As if that weren't enough, the House of Representatives will probably not override the veto if push comes to shove. In a head count of supporters, they're short about two dozen reps.
Health insurance is damnably expensive, even if you earn a decent amount of money for your area. If you're lucky, your employers will split the cost with you by getting a group plan for their employees and their families - let's say that a particular health plan costs $800us per month (which is on the cheap side for good health insurance) for a family of three. The company pays $600us of the monthly tab, and your paycheques are docked $200us for the rest.
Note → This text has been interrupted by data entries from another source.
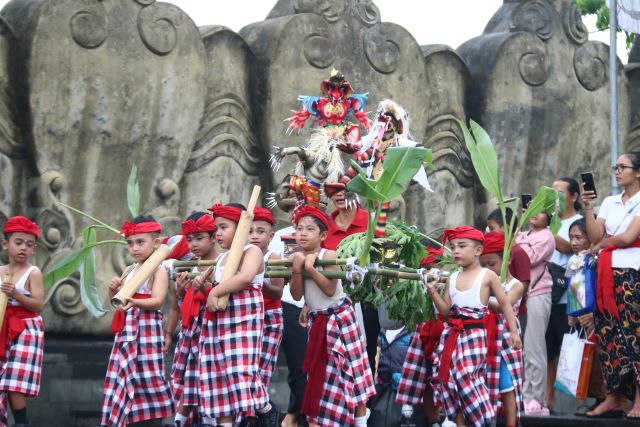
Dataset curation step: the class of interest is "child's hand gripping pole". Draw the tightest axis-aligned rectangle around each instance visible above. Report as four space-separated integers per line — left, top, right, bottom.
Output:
216 185 261 310
111 243 174 309
0 271 13 330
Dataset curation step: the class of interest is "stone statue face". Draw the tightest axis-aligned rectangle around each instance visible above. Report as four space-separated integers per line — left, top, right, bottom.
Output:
294 0 346 22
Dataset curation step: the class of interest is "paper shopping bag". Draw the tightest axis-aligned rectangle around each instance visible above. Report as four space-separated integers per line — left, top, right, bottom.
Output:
575 339 595 400
554 329 586 398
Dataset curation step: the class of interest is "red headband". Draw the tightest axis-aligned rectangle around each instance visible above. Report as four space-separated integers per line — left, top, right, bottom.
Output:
208 203 242 223
442 226 484 244
163 235 190 260
181 215 215 235
294 205 329 230
120 220 162 238
2 216 40 240
253 207 275 226
482 232 505 255
420 245 444 267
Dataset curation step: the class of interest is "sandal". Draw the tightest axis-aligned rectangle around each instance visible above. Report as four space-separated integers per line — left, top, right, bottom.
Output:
626 407 640 419
575 400 602 417
585 401 625 419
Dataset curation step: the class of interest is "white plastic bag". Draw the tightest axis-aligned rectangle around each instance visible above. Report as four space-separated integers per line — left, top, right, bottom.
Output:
554 328 587 397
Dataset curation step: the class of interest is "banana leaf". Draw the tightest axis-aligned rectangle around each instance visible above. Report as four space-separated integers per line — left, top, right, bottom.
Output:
79 227 107 317
127 163 140 218
346 146 432 202
460 119 503 203
43 239 125 289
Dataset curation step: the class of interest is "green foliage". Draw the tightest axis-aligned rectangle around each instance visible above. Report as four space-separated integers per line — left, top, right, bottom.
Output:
383 278 435 331
45 163 140 317
459 119 565 281
79 227 107 317
127 164 140 218
575 0 635 49
346 147 432 202
386 220 427 268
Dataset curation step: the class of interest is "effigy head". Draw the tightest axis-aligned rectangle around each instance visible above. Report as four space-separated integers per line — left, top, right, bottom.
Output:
320 69 354 101
375 99 410 138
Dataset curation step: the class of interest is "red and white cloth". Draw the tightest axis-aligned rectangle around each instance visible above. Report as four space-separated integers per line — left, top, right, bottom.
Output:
101 305 174 425
259 308 283 390
199 288 268 419
432 306 495 427
0 312 43 425
395 318 443 405
302 298 375 426
171 286 207 408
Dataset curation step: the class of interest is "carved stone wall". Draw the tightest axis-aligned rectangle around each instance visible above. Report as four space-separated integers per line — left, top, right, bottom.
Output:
240 0 474 230
0 0 633 335
458 0 629 204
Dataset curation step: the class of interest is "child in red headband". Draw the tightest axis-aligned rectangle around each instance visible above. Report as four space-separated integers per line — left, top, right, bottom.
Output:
0 216 44 426
396 244 445 427
167 211 217 427
101 214 173 426
289 206 375 427
428 226 521 427
198 203 269 427
249 206 284 424
480 232 525 427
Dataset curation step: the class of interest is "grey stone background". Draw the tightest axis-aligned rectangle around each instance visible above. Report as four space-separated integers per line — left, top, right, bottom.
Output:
0 0 634 423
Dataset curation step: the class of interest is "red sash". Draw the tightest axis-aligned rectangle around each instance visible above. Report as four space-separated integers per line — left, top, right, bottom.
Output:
263 294 282 311
180 289 207 328
418 317 444 358
300 303 348 420
597 240 640 318
484 311 499 368
0 306 38 360
438 316 485 384
110 293 150 334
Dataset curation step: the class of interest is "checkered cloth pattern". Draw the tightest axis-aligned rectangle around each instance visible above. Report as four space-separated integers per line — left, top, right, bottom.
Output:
259 307 283 390
490 313 524 423
432 306 495 427
199 288 268 419
0 316 43 424
100 308 174 426
306 299 376 427
171 303 206 408
396 328 429 405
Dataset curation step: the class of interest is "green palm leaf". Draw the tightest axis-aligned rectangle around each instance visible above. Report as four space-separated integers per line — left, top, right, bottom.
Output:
79 227 107 317
460 119 502 203
127 163 140 218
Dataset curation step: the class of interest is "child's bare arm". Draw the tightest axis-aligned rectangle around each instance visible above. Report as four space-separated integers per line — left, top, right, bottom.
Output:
127 267 169 311
210 246 263 297
10 268 45 313
304 250 337 297
263 252 284 300
426 279 450 318
488 273 522 349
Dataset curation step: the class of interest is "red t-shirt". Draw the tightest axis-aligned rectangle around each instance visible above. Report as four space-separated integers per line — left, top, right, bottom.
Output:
323 208 369 250
509 243 531 283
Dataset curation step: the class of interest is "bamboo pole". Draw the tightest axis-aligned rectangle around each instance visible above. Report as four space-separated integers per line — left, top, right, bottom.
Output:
0 271 13 330
111 244 172 309
173 258 349 269
173 267 449 283
215 185 261 310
Sometimes, though, even $200us is too much. Let's say that you only make $2kus every month. In some areas (like Pittsburgh), you can live comfortably on that much money if you live alone. In northern Virginia, on the other hand, two thousand dollars American every month will get you a single bedroom in a crack house if you're frugal and living alone. If you have a family, however, you're SOL. SCHIP would have lessened the impact by picking up more of the monthly tab for health insurance if children were involved.
You've probably read about my insurance woes. For a package that covered basic health, basic dental, and no vision, I was paying $400us out of pocket every month through COBRA after I left Sunrocket. When Sunrocket tanked (you've all seen the news), my COBRA coverage was over. That meant $800us/month out of pocket. The company I was contracting for at the time reimbursed for insurance after the fact, which meant spending three weeks out of every month down $800us.
Think that's bad? Now imagine making $35kus per year and having that hanging over your head. Without the possibility of reimbursement.
So much for no children being left behind.